The particularly unusual thing about this disc is that it is cold. So cold that it doesn’t meet current planetary formation models. It appears as a glowing halo with a dark band in the middle. It is the dark band that leads to the surprise.
Stephane Guilloteau, lead astronomer in the study, who is from the Laboratoire d’Astrophysique de Bordeaux in France, says that the disc is seen in silhouette in front of the glow of the Rho Ophiuchi Nebrula. The disc absorbs the diffuse glow of the nebula, resulting in a negative signal that means that parts of the disc are colder than the background. “The Earth is quite literally in the shadow of the Flying Saucer!”
Another anomaly is that planetary discs typically form at various angles with respect to the sun. However, this body appears edge-on from Earth, which has earned it the nickname Flying Saucer.

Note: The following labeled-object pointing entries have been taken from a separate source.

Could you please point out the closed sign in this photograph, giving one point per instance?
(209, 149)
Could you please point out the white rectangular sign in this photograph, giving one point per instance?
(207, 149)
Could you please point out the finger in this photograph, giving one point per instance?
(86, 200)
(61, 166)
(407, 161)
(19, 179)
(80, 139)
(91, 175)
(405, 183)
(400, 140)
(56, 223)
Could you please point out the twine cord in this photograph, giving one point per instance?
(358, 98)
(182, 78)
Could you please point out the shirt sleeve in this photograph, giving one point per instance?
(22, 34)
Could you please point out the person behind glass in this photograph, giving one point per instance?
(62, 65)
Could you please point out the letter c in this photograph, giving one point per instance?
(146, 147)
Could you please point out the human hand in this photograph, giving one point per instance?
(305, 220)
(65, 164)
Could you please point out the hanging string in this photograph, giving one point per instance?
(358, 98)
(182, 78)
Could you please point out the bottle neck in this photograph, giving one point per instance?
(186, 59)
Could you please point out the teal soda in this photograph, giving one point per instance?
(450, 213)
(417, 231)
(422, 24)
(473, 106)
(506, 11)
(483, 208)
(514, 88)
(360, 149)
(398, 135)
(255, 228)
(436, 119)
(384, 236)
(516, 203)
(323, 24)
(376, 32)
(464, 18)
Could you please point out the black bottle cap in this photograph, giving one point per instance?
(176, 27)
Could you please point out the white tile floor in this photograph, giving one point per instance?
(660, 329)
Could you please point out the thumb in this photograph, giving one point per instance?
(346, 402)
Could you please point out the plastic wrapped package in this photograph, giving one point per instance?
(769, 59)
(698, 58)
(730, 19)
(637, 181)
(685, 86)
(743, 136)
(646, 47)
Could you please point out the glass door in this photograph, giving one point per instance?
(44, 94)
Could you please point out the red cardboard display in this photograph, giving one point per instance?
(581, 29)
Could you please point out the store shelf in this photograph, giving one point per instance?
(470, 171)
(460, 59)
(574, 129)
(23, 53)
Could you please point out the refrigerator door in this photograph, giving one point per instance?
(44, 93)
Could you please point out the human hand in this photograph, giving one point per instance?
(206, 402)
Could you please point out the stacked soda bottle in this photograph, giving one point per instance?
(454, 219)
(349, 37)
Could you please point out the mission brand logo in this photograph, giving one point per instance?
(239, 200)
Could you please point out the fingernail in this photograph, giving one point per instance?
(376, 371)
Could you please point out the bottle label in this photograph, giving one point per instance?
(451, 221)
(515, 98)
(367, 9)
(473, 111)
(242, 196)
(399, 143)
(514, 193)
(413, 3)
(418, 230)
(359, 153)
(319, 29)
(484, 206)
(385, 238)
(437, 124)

Guilloteau’s team measured the grains of dust in the Flying Saucer, which are approximately one millimeter across, and found that they have a low temperature of 7 degrees above absolute zero, -266 degrees Celsius. As the system matures the grains will eventually go on to form planets, but current models indicate that the dust should be warmer – at least 10 to 15 degrees above absolute zero. In the field of planetary formation the temperature difference is huge.
Dust temperature in protoplanetary discs can have a great impact on the size and developmental characteristics of new planets. Cooler dust can lead to larger planets closer to the parent star.
More studies of protoplanetary discs are needed to determine whether the newly discovered temperature versus particle size trend is typical in planet-forming systems.